Desde a entrada em vigor da Lei Orgânica n.º 1/2026, de 18 de maio, uma dúvida passou a ser das mais frequentes entre quem pensa em iniciar um processo de nacionalidade portuguesa: vale a pena avançar agora ou será mais prudente aguardar a publicação do regulamento?
A resposta não é igual para todos os casos.
Depende da situação de cada pessoa, do tipo de processo, dos documentos disponíveis e do que ainda está por ser regulamentado.
Por isso, antes de tomar qualquer decisão é importante você perceber em que categoria o seu caso se enquadra.
Neste artigo explico o que mudou, quem pode avançar sem hesitação, quem deve ter mais atenção, bem como o quem ainda depende de esclarecimentos futuros.

1. O que mudou?
A Lei Orgânica n.º 1/2026 alterou vários aspetos do regime da nacionalidade portuguesa. As mudanças mais relevantes para quem está a pensar iniciar um processo são estas:
1.1. Nacionalidade com base na residência
Os prazos de residência para naturalização foram alargados.

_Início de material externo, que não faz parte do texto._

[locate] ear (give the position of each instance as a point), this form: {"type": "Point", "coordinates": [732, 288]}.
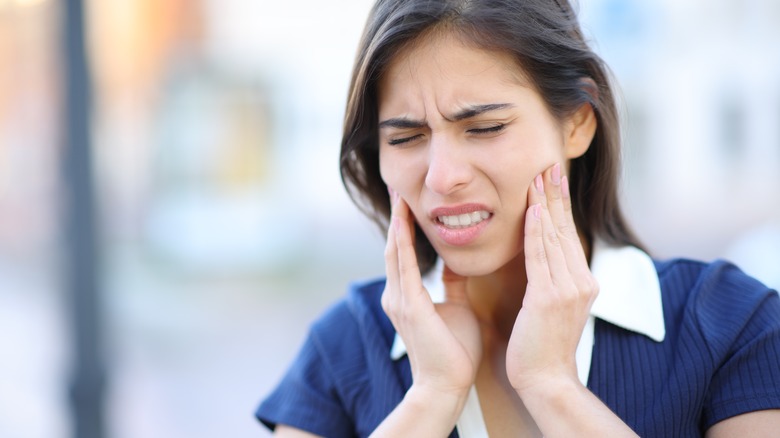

Quem é nacional de um país de língua oficial portuguesa ou de um Estado-Membro da União Europeia passa a precisar de sete anos de residência legal em Portugal, em vez dos cinco anos anteriores.
Para os restantes, o prazo sobe para dez anos.
1.2. Nacionalidade com base na ascendência em segundo grau
Os netos de cidadão português passam a ter requisitos adicionais além do conhecimento da língua portuguesa.
A lei inclui a comprovação de conhecimentos sobre a cultura, a história, os símbolos nacionais e a organização política do Estado português, através de teste ou certificado.
1.3. Nacionalidade com base na ascendência em terceiro grau
Os bisnetos de portugueses passam a ter uma via expressamente prevista na lei, por concessão do Governo, com exigência de cinco anos de residência legal em Portugal.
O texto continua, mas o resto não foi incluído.